Everett arrives with something of an unconventional background. True, he spent 14 years in university administration, with appointments that include Linguistics Department chair at Illinois State University and at the University of Pittsburgh, as well as a professorship in phonetics and phonology at the University of Manchester in England. But it is Everett’s time in the Amazon that deeply informs his approach to the Bentley post.
Necessary Union
Starting as a Christian missionary, he dedicated seven years over the course of three decades to living among the Pirahã (pee-da-HAN) people of Brazil. His missionary work gave way to in-depth study of their singular language and culture, which are absent notions of time, number and similar elements that mark accepted linguistic and cultural theory. His research and conclusions have challenged some conventional wisdom in modern linguistics, not without controversy. The work gives him a keen appreciation for the difficulties of research.

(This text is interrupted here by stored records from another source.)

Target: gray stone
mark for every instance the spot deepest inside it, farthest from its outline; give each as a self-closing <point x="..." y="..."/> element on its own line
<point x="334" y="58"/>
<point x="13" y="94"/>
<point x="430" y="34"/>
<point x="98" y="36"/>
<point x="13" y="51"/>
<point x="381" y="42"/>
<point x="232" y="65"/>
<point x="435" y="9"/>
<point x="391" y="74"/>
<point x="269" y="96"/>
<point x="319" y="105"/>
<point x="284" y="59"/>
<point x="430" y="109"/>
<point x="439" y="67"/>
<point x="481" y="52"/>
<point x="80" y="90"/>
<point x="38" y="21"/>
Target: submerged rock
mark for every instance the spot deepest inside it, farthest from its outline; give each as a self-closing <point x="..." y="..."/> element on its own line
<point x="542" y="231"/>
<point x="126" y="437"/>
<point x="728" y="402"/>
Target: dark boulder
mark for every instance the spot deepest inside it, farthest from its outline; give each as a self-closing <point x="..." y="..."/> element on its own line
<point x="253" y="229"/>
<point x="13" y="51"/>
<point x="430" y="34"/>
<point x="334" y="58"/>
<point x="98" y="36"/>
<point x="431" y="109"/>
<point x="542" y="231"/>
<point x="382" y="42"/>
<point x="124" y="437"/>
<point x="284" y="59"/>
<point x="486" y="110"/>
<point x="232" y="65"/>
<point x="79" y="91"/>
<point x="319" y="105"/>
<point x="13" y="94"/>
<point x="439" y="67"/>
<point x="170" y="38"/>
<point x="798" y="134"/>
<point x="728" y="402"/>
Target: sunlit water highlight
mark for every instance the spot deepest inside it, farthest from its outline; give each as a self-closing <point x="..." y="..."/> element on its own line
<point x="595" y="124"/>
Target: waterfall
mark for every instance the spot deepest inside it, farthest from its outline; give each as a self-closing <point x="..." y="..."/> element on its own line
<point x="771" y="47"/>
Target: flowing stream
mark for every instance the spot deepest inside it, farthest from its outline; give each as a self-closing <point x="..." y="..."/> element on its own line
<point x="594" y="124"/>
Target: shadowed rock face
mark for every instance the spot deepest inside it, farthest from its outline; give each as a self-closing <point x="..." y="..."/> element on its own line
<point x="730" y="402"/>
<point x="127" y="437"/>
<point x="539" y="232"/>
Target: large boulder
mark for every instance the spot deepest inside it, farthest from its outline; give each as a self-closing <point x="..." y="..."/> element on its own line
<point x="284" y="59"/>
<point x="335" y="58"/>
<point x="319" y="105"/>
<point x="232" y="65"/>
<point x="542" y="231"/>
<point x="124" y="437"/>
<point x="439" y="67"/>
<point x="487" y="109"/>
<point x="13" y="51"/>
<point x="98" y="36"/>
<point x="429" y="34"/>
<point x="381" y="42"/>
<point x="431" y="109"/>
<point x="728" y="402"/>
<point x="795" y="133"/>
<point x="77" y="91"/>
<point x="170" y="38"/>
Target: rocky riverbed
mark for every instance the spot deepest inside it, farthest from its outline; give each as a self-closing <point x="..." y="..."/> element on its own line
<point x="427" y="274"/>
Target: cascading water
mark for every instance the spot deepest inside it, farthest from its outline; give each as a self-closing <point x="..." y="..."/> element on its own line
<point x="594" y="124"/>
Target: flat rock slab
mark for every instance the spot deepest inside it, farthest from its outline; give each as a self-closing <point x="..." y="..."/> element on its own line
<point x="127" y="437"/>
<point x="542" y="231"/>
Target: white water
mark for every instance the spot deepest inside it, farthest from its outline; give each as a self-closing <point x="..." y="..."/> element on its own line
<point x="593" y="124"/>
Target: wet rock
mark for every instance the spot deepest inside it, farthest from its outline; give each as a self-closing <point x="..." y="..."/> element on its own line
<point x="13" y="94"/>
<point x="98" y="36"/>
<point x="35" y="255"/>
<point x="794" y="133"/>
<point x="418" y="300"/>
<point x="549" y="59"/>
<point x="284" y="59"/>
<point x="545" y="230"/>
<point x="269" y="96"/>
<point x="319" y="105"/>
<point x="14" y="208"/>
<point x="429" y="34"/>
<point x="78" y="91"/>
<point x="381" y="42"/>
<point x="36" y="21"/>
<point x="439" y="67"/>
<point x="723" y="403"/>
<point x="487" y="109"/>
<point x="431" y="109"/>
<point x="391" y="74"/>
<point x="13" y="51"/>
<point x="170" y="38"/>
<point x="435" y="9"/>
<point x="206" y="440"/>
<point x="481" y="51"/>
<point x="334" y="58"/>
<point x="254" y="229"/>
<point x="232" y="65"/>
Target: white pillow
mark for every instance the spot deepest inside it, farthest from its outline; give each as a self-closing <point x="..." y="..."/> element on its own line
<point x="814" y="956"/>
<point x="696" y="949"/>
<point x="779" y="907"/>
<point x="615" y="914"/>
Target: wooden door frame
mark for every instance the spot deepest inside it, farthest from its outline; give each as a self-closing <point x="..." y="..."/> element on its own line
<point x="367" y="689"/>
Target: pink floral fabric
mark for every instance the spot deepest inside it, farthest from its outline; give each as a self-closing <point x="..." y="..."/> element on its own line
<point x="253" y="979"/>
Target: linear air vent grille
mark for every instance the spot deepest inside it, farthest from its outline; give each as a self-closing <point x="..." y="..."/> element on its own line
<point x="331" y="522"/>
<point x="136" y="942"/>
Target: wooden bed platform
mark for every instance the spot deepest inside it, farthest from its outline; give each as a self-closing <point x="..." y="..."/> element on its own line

“I understand the amount of midnight oil that needs to be burned, the kind of money you need, and the conditions that researchers work under,” says Everett, the author of 90-plus articles and six books, the latest of which is published in six languages.
Similarly, the Bentley combination of business and arts and sciences is a good fit for the new dean, who sees a necessary union among different academic disciplines in his own work.
”If I want to study human language, I have to know something about the human mind and human culture,” he explains. “I need to know psychology and cultural anthropology. I need philosophy to help set the conceptual framework.”
The high degree of interdisciplinary work underway at Bentley made an immediate impression. “The department chairs talk to each other a lot,” Everett notes. “The faculty work across boundaries.”
Betting on Business
But isn’t a business university an unusual place for a linguistics scholar? Not at all, says Everett, who sees an opportunity to make a difference at Bentley and in the larger society.
“CEOs have a chance to affect the world in ways that other people can’t,” he says. “There will always be business, or society will have ended. So betting on business is about the most prudent thing you can do. And Bentley does it uniquely: We reach the whole person by integrating the arts and sciences.”
As he settles in here, Everett finds his research background an apt metaphor for current tasks. “I approach the job of dean as I would an anthropological linguist going into a tribe for the first time,” he says. “This is a complex society, and I need to understand the society before I start trying to lead it.”
He pauses, adding with a chuckle: “But if I fail here, they probably won’t kill me.”